Even with insurance it still cost him $11,000 to get an unavoidable illness?
yep.

the original poster of this image doesnt know what is involved in his hospitalization though.

he didnt pay $7,500 for 2 hours in a "recovery room" he paid for the constant observation of his condition by highly skilled medical professionals in his post surgical period when he could have turned blue and flatlined, or popped his stitches turning his Entrails into Extrails at a moment's notice.

he didnt pay $500 for the drugs that put him under for the surgery, he paid for the second specialist physician who administered and monitored his anesthesia and made sure he didnt go into the light and hug grandma during his surgery.

"Room and Board" at $4800 a night may sound like a lot, but hospitals arent the Motel 6, nobody is gonna come running in with a crash cart, or bump you into an emergency spa time is you take a turn for the worse at the Hyatt. also, if you ever really examined a hotel room at check-in, you would understand why hospitals dont have "housekeeping" staff, they have sanitizers scrubbers and disinfectors. that shit doesnt come cheap.

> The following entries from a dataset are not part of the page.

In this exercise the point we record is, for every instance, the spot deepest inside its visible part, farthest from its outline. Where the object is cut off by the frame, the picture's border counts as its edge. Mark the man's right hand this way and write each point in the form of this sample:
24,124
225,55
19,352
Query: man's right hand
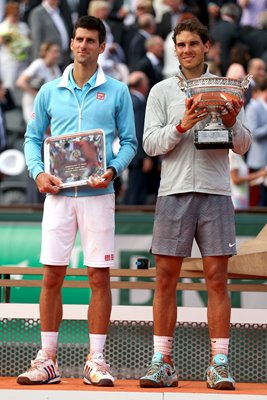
47,183
192,115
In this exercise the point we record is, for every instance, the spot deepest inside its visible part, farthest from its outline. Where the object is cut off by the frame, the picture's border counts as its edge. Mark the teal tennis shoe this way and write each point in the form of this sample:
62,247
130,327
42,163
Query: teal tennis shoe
159,374
218,374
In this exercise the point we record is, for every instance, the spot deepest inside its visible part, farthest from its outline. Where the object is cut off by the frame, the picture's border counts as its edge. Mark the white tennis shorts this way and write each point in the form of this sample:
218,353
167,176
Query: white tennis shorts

his bill also included the costs of a bunch of other cats who DIDNT pay their bills, and a generous padding in case they get sued by the next guy who doesnt like the jello, or thinks his nurse isnt cute enough.

yeah, it all adds up.

hospitals have to charge to cover their ACTUAL EXPENSES (especially the un-remitted ones they incurr) not just what your individual treatment costs, since they are STILL SERVING YOU even when your arent in the hospital.
their presence, and their constant operation is a reverse "Externality" which costs the hospital and benefits you.
 

beenthere

New Member
If my insurance company charges me $15 but my pharmacy charges $9, who sets the price again?
canndo, dude you're hyperventilating over this, and you're all over the place.
First it was healthcare, which is a service and now it's prescriptions, product.
Didn't you mention in a previous post that you paid less because they were generic?
 

NLXSK1

Well-Known Member
Sure.....how.
First people have got to understand that Healthcare is not a right. It cannot be a right because if it is, it infringes upon other people's rights.

Secondly, people have to understand that they have to pay for their own healthcare. And it is going to be a big expense over the course of their lives.

So, anyone going to the emergency room of the hospital is going to be required to pay for their own care. If they cannot afford to pay for their own care then the government will pay for their care and send them a bill. The person is required to pay the bill and if they dont, eventually a portion of their wages would automatically be garnished to pay back whatever they owe. If a person owes money when they die then their major assets should be sold to pay the bill.

If a person has no money and no income then they dont have to pay the bill.

Then I would remove competition blocking legislation such as the requirement to get healthcare in your own state and allow medical companies to set up botique businesses targeting specific things that people need. A good example is if you need an MRI. You would be able to go to a number of companies who have to advertise their charges up front. You would pick and choose who you went to for healthcare and what treatments you wanted or didnt want.

Prices would plummet as people worked to cut costs on procedures and services and specialized in certain things.

Torte reform would have to be instituted as well.

If you did this and allowed people to price shop it would help out alot.

Insurance would go back to being optional and you could choose to buy it or not as you want.